Müfredat değişiklikleri ile bilimsel eğitim resmen ortadan kaldırılıyor. Kamu kaynaklarını özel okullara aktarma politikası devam ediyor. Eğitimde dinselleşme uygulamaları artarak sürüyor.  Milli Eğitim Bakanlığı, din derslerine ve imam hatip okullarını ayrı bir önem veriyor.
Yıllardır toplumsal yaşamın her alanında sürekli kamplaşma ve kutuplaştırma yaratmak üzerinden siyaset yapanlar, özellikle 15 Temmuz darbe girişimi sonrasında benzer bir bölünmeyi okullarda öğrenciler, öğretmenler ve veliler arasında oluşturmaya çalışmış ve bunda kısmen de olsa başarılı olmuşlardır.
Eğitimde siyasal kadrolaşma uygulamalarının yukarıdan aşağı doğru organize bir eklide gerçekleştirilmesi, okullarda yaşanan şiddetin artması, eğitim emekçilerine yönelik çeşitli saldırı ve tehditlerin(ihraç, açığa alma, sürgün vb.) sürmesi gibi uygulamalar, okulların fiilen kışla ya da cezaevi haline getirilmesini beraberinde getirmiştir.

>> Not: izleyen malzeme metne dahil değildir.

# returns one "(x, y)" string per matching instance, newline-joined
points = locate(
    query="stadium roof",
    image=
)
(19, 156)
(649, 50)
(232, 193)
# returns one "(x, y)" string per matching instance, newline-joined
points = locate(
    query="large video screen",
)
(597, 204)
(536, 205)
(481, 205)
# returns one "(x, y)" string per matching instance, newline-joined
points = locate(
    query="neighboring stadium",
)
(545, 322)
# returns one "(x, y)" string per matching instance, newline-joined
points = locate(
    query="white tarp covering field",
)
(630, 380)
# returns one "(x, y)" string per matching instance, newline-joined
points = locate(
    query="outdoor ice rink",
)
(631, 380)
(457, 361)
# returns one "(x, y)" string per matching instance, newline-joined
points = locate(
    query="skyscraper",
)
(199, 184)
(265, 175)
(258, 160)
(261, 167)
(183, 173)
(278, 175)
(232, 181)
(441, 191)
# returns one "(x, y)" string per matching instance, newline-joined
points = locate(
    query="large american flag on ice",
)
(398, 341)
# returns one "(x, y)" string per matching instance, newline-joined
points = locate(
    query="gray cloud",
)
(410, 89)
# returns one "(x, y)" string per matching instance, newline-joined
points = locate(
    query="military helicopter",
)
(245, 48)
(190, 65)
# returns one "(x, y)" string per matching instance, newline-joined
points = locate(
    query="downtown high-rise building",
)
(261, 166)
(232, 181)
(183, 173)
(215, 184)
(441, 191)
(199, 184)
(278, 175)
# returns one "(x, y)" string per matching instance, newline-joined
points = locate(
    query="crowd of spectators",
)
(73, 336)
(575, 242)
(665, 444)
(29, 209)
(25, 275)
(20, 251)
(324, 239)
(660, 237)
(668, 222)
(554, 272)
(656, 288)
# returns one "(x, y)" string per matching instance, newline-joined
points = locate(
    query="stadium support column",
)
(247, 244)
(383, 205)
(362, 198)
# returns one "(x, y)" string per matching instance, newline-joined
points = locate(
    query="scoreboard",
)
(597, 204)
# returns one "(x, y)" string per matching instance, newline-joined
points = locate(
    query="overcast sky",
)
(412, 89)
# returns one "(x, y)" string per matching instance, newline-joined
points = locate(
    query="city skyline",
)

2016-2017 eğitim öğretim yılının ilk yarısında yaşananlar, MEB'in eğitimin yapısal sorunlarına yönelik somut ve çözüme dayalı politikalar geliştirmek gibi bir derdinin olmadığını göstermektedir. okulların eğitim kurumu olmaktan adım adım uzaklaştığı ve öğrencilerin aşır atı gibi sınavdan sınava koştuğu, öğretmenlerin düşük ücretle, esnek, güvencesiz ve angarya çalışmaya zorlandığı, siyasal kadrolaşmanın zirve yaptığı, farklı dil ve kimliklerin dışlandığı, eğitimin zaten sorunlu olun niteliğinin daha da kötüleştiği bir eğitim sisteminin sağlıklı nesiller yetiştirmesi mümkün değildir.
Her geçen gün daha fazla piyasa ilişkileri içine çekilen, okul öncesinde üniversiteye kadar bilimin değil, dini inanç sömürüsünün referans alındığı bir eğitim sisteminde eğitim ve bilim emekçilerinin öğrenci velilerle birlikte kamusal, demokratik, laik ve anadilinde eğitim mücadelemizi emek ve demokrasi güçleri ile birlikte omuz omuza sürdüreceğim bilinmelidir."